## 28

**APR 2017**

Posted by Matt Rigling and Susie Wirtanen | Big Data, Statistical Analysis

Due to the massive computational requirements of analyzing big data, trying to find the best approach to big data projects can be a daunting task for most individuals. At EmployStats, our team of experts utilize top of the line data systems and software to seamlessly analyze big data and provide our clients with high quality analysis as efficiently as possible.

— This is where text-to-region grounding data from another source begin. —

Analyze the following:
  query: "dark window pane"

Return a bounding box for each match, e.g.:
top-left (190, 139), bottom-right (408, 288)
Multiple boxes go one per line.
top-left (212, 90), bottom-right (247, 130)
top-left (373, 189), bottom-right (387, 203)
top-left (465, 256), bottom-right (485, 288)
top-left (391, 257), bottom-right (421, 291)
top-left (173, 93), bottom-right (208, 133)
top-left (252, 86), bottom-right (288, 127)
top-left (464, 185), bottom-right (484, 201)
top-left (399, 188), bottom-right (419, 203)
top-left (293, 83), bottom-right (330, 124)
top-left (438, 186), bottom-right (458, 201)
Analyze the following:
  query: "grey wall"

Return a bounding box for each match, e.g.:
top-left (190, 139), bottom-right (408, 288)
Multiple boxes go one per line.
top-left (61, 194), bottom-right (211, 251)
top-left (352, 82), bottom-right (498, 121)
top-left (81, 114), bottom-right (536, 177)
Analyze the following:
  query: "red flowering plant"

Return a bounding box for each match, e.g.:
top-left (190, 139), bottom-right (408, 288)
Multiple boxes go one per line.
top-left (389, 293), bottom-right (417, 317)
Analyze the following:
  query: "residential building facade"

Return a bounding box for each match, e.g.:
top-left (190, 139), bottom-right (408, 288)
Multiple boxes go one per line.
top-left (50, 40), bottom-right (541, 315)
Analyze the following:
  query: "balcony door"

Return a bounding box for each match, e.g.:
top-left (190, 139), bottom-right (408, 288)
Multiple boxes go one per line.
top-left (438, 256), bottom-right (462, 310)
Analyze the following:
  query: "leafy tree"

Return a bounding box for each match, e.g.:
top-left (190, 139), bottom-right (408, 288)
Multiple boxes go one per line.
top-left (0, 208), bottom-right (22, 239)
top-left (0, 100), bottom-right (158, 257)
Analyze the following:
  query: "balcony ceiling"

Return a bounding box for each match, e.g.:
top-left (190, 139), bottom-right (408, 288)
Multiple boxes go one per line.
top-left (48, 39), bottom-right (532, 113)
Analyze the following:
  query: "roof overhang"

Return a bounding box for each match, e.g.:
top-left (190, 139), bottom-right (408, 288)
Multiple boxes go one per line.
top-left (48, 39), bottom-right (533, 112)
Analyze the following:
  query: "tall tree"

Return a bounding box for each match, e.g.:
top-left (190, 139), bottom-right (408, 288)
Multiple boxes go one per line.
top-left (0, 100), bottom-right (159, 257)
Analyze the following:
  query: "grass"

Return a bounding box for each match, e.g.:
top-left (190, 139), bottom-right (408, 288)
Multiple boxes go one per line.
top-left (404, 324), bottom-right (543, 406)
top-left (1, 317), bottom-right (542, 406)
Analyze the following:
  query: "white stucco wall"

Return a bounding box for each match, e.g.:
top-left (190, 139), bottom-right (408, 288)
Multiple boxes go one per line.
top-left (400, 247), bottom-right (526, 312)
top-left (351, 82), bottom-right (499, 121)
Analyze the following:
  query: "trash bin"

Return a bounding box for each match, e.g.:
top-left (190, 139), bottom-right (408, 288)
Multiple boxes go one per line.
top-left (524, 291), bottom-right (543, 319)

- The general approach for big data analytics begins with fully understanding the data provided as a whole. Not only must the variable fields in the data be identified, but one must also understand what these variables represent and determine what values are reasonable for each variable in the data set.
- Next, the data must be cleaned and reorganized into the clearest format, ensuring that data values are not missing and are within reasonable ranges of certainty. As the size of the data increases, the amount of work necessary to clean the data increases. In larger datasets there are more individual components which are typically dependent on each other, therefore it is necessary to write computer programs to evaluate the accuracy of the data.
- Once the entire dataset has been cleaned and properly formatted, one needs to define the question that will be answered with the data. One must look at the data and see how it relates to the question. The questions for big data projects may be related to frequencies, probabilities, economic models, or any number of statistical properties. Whatever it is, one must then process the data in the context of the question at hand.
- Once the answer has been obtained, one must determine that the answer is a strong answer. A delicate answer, or one that would significantly change if the technique of the analysis was altered, is not ideal. The goal of big data analytics is to have a robust answer, and one must try to attack the same question in a number of different ways in order to build confidence in the answer.